O melhor espaço de conversa política é – de longe, de muito, muito longe – o Bloco Central na TSF. Oiça-se este exemplo: Cavaco Silva e a Madeira
Pedro Marques Lopes, que votou em Cavaco e não se cansa de mostrar que Sócrates não prestava para nada, é aqui implacável com o vergonhoso Presidente da República que ora temos. Pedro Adão e Silva, que nem sob ameaça de arma votaria Cavaco, elogia a atitude e as ideias acerca da Europa que o Presidente da República transmitiu na entrevista. Resultado? Este zelo pela honestidade intelectual própria, esta imaculada liberdade de pensamento e expressão, aumenta ainda mais a credibilidade e relevância das suas restantes opiniões.
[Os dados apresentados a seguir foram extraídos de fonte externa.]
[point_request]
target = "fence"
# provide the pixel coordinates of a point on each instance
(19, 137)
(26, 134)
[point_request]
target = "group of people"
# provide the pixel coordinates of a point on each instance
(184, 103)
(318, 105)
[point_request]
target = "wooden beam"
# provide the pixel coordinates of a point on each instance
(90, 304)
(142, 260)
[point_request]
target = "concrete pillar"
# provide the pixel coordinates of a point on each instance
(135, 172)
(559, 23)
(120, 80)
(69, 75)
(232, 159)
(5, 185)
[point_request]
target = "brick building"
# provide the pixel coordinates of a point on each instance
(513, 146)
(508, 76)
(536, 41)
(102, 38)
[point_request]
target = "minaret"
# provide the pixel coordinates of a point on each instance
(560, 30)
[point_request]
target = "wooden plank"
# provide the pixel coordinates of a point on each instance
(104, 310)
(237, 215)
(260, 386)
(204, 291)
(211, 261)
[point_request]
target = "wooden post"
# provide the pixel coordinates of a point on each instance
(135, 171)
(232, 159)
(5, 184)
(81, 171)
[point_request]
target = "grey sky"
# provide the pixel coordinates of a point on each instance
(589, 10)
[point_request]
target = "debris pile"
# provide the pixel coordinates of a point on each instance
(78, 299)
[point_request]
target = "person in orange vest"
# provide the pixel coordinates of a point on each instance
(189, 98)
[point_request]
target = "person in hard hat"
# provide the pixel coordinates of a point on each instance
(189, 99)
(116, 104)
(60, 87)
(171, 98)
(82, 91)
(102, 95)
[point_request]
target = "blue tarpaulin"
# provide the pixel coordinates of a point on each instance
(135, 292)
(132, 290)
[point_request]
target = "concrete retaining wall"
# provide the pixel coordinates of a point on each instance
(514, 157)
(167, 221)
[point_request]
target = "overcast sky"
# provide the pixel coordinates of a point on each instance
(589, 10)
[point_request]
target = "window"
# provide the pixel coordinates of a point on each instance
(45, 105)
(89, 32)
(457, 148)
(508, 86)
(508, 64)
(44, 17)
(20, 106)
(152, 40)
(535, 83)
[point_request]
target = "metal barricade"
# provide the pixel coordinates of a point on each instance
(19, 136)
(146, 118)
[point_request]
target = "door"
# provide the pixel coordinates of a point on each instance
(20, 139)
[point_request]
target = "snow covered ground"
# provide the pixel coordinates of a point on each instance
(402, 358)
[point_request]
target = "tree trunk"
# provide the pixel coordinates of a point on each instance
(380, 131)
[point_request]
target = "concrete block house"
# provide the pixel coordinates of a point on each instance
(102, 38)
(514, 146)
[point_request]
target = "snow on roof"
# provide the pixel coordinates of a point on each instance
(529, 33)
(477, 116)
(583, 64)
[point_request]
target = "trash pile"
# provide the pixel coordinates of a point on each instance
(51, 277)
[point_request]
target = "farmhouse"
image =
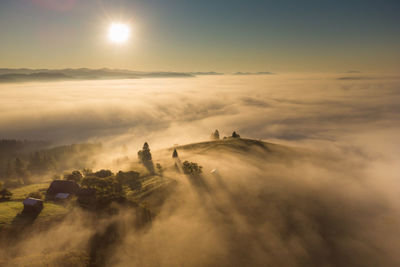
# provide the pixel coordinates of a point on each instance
(62, 196)
(32, 205)
(62, 186)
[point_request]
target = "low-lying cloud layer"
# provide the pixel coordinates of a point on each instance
(334, 203)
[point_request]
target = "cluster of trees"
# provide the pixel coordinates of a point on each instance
(215, 135)
(99, 189)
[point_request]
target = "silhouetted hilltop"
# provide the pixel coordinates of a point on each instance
(254, 73)
(19, 75)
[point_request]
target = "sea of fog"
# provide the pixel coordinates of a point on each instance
(360, 111)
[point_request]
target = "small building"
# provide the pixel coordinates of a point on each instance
(62, 196)
(62, 186)
(32, 205)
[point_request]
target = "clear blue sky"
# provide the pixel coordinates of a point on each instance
(203, 35)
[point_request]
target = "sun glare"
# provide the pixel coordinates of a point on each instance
(118, 33)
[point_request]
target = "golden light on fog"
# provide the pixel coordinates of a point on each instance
(118, 33)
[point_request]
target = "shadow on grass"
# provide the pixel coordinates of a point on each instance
(26, 217)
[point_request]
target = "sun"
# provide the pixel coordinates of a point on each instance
(118, 33)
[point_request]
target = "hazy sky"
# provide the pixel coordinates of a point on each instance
(203, 35)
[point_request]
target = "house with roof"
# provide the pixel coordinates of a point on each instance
(32, 205)
(64, 187)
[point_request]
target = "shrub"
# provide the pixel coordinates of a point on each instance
(5, 194)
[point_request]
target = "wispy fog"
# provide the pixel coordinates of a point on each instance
(330, 198)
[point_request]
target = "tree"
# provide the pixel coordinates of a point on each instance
(10, 170)
(144, 156)
(130, 179)
(174, 154)
(105, 191)
(215, 135)
(20, 170)
(235, 135)
(191, 168)
(159, 169)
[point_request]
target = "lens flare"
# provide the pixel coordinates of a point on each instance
(118, 33)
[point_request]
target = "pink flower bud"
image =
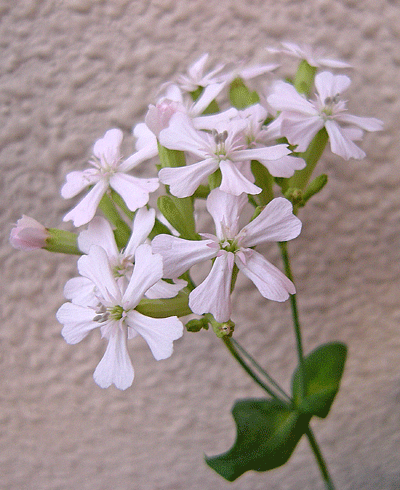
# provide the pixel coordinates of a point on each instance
(28, 234)
(158, 115)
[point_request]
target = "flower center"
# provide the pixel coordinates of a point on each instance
(229, 245)
(124, 266)
(220, 138)
(329, 104)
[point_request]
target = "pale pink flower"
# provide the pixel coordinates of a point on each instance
(225, 149)
(115, 314)
(28, 234)
(108, 171)
(100, 233)
(197, 77)
(314, 56)
(231, 246)
(301, 119)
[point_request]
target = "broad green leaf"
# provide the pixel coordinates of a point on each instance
(323, 372)
(240, 96)
(267, 433)
(179, 212)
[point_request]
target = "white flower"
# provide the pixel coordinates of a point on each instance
(107, 171)
(159, 115)
(28, 234)
(232, 246)
(300, 119)
(314, 57)
(100, 233)
(196, 76)
(225, 149)
(115, 315)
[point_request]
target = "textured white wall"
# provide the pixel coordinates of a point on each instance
(72, 69)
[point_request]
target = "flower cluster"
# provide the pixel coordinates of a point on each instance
(134, 270)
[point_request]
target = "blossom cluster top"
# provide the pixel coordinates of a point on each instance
(213, 138)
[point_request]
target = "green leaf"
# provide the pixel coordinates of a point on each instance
(323, 372)
(240, 96)
(267, 433)
(179, 212)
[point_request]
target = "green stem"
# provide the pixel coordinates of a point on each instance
(320, 460)
(122, 231)
(232, 349)
(260, 369)
(295, 315)
(311, 156)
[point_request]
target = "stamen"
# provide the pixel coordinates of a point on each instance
(219, 137)
(102, 314)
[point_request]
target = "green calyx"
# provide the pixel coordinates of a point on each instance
(62, 241)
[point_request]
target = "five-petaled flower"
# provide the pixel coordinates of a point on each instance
(225, 149)
(301, 119)
(232, 246)
(114, 313)
(108, 171)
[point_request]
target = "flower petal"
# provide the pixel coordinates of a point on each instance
(77, 321)
(77, 181)
(329, 85)
(183, 181)
(159, 333)
(107, 148)
(84, 211)
(99, 232)
(367, 123)
(276, 223)
(142, 226)
(179, 255)
(269, 280)
(234, 182)
(181, 135)
(300, 129)
(285, 166)
(286, 98)
(115, 366)
(133, 190)
(148, 269)
(96, 267)
(163, 289)
(213, 294)
(225, 210)
(265, 153)
(81, 291)
(341, 144)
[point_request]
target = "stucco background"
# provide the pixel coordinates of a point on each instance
(72, 69)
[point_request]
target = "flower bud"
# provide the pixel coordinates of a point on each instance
(158, 116)
(28, 234)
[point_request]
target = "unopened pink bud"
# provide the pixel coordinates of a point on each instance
(158, 115)
(28, 234)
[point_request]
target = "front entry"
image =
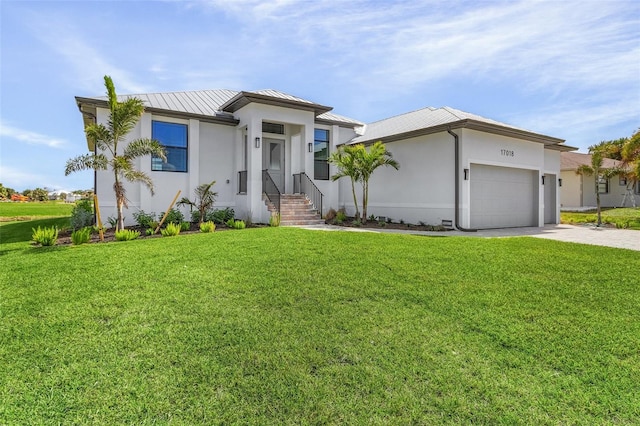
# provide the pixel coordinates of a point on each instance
(273, 161)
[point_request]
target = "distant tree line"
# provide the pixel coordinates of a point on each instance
(40, 194)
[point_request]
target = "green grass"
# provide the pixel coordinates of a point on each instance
(288, 326)
(621, 217)
(11, 211)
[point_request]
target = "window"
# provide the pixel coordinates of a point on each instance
(321, 154)
(603, 185)
(174, 139)
(272, 128)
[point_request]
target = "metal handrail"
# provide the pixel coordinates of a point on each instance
(302, 184)
(270, 189)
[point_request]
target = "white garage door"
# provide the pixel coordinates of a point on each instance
(503, 197)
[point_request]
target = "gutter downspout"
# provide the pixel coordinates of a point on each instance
(457, 183)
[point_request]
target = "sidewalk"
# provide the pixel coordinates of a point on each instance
(608, 237)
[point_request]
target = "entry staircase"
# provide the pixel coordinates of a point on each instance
(295, 209)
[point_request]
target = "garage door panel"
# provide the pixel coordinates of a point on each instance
(503, 197)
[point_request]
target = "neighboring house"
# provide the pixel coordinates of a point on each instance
(578, 191)
(455, 167)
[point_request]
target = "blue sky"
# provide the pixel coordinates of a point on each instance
(561, 68)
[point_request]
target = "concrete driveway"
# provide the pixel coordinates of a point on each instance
(588, 234)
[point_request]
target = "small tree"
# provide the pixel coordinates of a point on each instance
(345, 159)
(598, 154)
(205, 198)
(368, 162)
(123, 117)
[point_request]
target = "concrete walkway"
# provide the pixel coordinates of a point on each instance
(588, 234)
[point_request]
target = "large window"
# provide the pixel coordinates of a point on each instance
(321, 154)
(173, 137)
(603, 185)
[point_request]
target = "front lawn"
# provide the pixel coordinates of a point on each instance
(289, 326)
(627, 218)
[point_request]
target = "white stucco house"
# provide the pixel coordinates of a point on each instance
(455, 168)
(578, 191)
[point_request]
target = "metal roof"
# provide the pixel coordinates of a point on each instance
(573, 160)
(220, 103)
(433, 120)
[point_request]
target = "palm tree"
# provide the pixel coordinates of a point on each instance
(346, 160)
(205, 198)
(367, 163)
(598, 153)
(123, 117)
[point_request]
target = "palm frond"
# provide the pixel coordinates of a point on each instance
(86, 162)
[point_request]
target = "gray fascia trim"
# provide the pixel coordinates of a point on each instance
(244, 98)
(473, 125)
(228, 121)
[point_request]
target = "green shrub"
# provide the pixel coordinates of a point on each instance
(220, 216)
(81, 236)
(144, 219)
(207, 227)
(45, 236)
(174, 216)
(274, 220)
(81, 215)
(236, 224)
(126, 235)
(171, 230)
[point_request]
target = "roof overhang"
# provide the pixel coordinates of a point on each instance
(88, 107)
(243, 99)
(548, 141)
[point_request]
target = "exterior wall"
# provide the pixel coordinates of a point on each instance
(496, 150)
(210, 147)
(422, 190)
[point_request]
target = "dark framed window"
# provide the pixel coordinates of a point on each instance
(321, 154)
(173, 137)
(603, 185)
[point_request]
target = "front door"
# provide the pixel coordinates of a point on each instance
(273, 161)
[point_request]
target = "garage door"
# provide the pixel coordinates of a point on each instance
(503, 197)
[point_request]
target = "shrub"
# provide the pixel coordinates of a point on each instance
(207, 227)
(171, 230)
(274, 220)
(144, 219)
(82, 215)
(331, 214)
(45, 236)
(81, 236)
(220, 216)
(236, 224)
(174, 216)
(126, 235)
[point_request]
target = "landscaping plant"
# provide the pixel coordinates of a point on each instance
(123, 117)
(207, 227)
(171, 230)
(47, 236)
(81, 236)
(126, 235)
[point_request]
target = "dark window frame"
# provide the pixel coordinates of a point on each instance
(157, 165)
(321, 162)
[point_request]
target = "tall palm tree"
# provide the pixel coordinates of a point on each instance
(367, 163)
(598, 153)
(123, 117)
(346, 160)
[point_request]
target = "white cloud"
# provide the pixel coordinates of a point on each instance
(29, 137)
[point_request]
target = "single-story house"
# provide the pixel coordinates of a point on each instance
(261, 147)
(578, 191)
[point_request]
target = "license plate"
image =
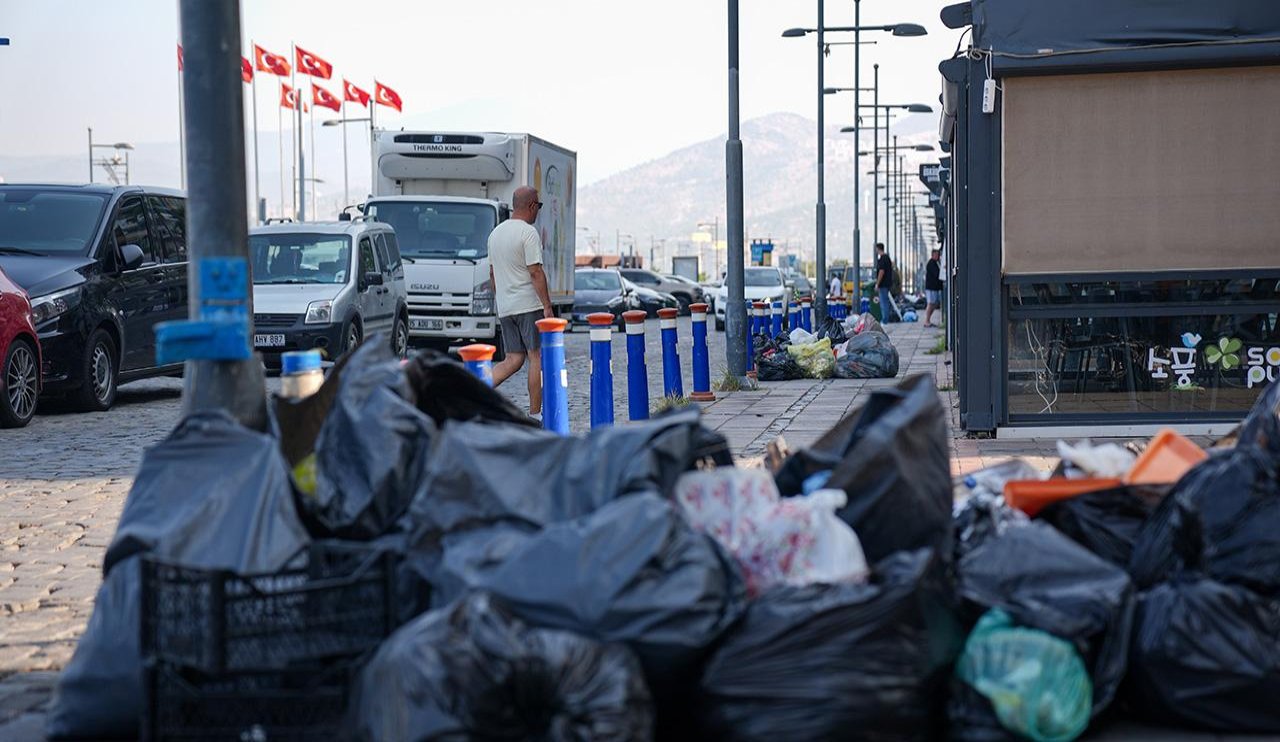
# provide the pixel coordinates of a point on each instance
(269, 340)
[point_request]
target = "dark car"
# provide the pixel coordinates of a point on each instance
(652, 301)
(685, 293)
(600, 291)
(103, 265)
(19, 356)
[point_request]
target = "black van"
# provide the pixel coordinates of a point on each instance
(103, 265)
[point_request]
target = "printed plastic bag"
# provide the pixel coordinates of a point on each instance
(837, 662)
(775, 541)
(1036, 682)
(1224, 516)
(1207, 654)
(868, 356)
(1046, 581)
(475, 672)
(816, 358)
(892, 459)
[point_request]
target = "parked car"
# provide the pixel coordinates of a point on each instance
(103, 265)
(327, 285)
(652, 301)
(684, 293)
(19, 356)
(759, 284)
(600, 291)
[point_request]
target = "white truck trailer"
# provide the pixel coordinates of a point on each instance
(443, 192)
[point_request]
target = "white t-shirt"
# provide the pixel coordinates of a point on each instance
(513, 246)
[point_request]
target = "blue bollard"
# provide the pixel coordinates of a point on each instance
(702, 360)
(602, 367)
(672, 385)
(479, 360)
(554, 375)
(638, 378)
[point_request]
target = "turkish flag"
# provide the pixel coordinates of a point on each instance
(352, 94)
(270, 63)
(312, 64)
(387, 96)
(324, 99)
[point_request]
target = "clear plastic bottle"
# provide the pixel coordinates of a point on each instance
(300, 374)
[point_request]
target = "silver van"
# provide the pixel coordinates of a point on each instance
(327, 284)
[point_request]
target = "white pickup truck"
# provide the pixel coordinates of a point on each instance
(443, 192)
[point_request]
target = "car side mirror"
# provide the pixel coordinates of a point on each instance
(131, 256)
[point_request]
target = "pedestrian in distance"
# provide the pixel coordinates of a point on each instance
(932, 287)
(885, 282)
(520, 292)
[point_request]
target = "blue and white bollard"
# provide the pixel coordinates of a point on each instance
(638, 376)
(602, 369)
(479, 360)
(554, 375)
(702, 360)
(672, 385)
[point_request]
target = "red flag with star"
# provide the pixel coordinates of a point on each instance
(311, 64)
(352, 94)
(385, 96)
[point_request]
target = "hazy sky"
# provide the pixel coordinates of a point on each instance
(618, 82)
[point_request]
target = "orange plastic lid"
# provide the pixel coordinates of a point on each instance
(1032, 495)
(552, 325)
(478, 352)
(1169, 456)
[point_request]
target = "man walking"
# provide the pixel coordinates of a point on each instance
(520, 292)
(932, 285)
(883, 282)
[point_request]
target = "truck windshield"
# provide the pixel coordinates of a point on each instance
(48, 221)
(438, 229)
(300, 259)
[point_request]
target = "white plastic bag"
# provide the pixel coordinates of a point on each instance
(775, 540)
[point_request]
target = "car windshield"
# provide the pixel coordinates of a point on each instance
(438, 228)
(762, 276)
(297, 257)
(595, 280)
(49, 221)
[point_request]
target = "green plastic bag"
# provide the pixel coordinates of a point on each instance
(1036, 682)
(816, 358)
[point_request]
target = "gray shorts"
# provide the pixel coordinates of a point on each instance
(520, 331)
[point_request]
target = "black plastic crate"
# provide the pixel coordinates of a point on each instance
(296, 705)
(341, 604)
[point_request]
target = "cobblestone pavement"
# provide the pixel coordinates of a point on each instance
(63, 481)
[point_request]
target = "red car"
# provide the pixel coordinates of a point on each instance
(19, 351)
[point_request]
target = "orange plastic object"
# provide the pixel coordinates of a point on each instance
(1032, 495)
(1169, 456)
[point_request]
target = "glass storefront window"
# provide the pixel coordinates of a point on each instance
(1097, 363)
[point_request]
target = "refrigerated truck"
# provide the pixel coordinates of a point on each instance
(443, 192)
Louvados sejam os neurónios de quem se lembrou de juntar estes dois amigos e de quem deu o nome ao programa. De facto, estamos mesmo perante um bloco central. Mas este centro é preenchido pelo culto da justiça e da democracia. É o centro que dá dimensão e referência às variegadas periferias.
Tenho só uma sugestão a fazer aos carolas da TSF: aumentem a duração do programa para duas horas. Invariavelmente, os assuntos em agenda, já de si uma redução dos tópicos a merecer análise, ou não são discutidos na totalidade ou obrigam a intervenções de pouquíssimos minutos, às vezes segundos, para os últimos da lista. E tal não se deve à lentidão com que os rapazes falam, pois estamos perante duas matracas. É mesmo porque pensam nas questões e têm genuíno gosto em estarem ali a comunicar uns com os outros para uma audiência invisível. Ainda por cima, as duas horas permitiriam incluir mais excertos das declarações dos políticos, o que por sua vez suscitaria ainda mais pertinácia, rigor e profundidade nos comentários, para além de também ajudar o ouvinte na recordação ou primeiro contacto com esses episódios.
Vá lá TSF, põe o relógio a funcionar a teu e nosso favor.